8. If I participate and I am not a winner, do I stand to gain anything at all, or have I simply lost my money?
9. Are there any spin-off benefits to participating and if so what are they?
10. Lastly, do I really want to participate in this event, or is it simply my ego that is driving my rationale?
From a personal perspective, I very rarely participate in any juried shows or competitions, primarily because firstly, I am usually unable to answer the above 10 questions favourably and secondly, because my own career as an artist has (thankfully!) evolved to a stage where I have other options, most of which are more beneficial and with little to no cost to myself (other than my own essential production costs). Notwithstanding, at the outset of my career, I did participate more frequently in such events, albeit on a very selective basis and mostly events with an international focus as opposed to a domestic one. The latter is more personal to me, as my own focus has always been of a global nature, with my own career having always been very cross-boarder.
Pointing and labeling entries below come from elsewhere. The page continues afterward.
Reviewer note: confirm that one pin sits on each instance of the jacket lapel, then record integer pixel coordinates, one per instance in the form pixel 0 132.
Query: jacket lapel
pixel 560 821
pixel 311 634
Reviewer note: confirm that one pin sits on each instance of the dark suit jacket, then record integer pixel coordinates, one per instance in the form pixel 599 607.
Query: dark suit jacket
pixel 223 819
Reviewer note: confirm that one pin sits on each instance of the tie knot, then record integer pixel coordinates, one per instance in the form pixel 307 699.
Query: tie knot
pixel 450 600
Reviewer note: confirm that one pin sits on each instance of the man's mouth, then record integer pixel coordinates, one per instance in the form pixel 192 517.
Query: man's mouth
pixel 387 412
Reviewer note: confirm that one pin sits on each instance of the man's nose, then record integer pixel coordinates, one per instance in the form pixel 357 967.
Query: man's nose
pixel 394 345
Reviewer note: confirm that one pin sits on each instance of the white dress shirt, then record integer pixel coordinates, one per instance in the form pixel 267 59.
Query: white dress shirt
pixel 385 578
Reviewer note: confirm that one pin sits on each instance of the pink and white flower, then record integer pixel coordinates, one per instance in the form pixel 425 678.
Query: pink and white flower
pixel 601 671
Other artists may be less concerned with the international nature of the event, but in whatever case, ensure that the event is top-tier within the regional limits of its focus and objective. That is to say, avoid the small, less recognised events, unless there is some unique reason as to why they would be appropriate and thus beneficial to you.
It is a sad reality that the vast majority of all juried shows and competitions are primarily designed to generate vast sums of money to the benefit of the organisers. Rarely are there more than a handful of winners in any of these events and even when the winners are awarded cash sums, it is usually only a fraction of the total revenue that the event has yielded. Ideally, it would be nice to see residual revenue spun across into perhaps parallel or future events, but rarely is this the case. As I mentioned at the outset, artists are seen by a great many as easy targets, and this is understandable, because effectively they generally are!
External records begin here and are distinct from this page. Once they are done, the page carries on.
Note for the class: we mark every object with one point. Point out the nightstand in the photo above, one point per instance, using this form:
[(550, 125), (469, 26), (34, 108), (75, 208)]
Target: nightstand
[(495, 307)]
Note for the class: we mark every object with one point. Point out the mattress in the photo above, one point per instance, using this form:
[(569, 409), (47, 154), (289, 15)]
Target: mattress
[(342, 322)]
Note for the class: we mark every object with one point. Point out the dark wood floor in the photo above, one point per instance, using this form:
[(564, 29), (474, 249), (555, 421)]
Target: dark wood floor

Thus, before you jump into any such event with both feet, look closely at what it has to offer you. Ask yourself the list of questions referenced above and discriminate as to whether or not you will truly stand to benefit from participating in the event (be it a juried exhibition or a competition). Most of all, do not allow your ego to lead the way and distract you from making a rational decision (which unfortunately, is a common problem for a great many artists!).
Ultimately, if it sounds right, seems right and feels right (in every respect), it probably is right, in which case go for it! Good luck with all of your endeavours to my fellow artists. I hope this article helps you, if only a little, to avoid some of the pitfalls that we all mutually face.
Looking forward to reading your thoughts.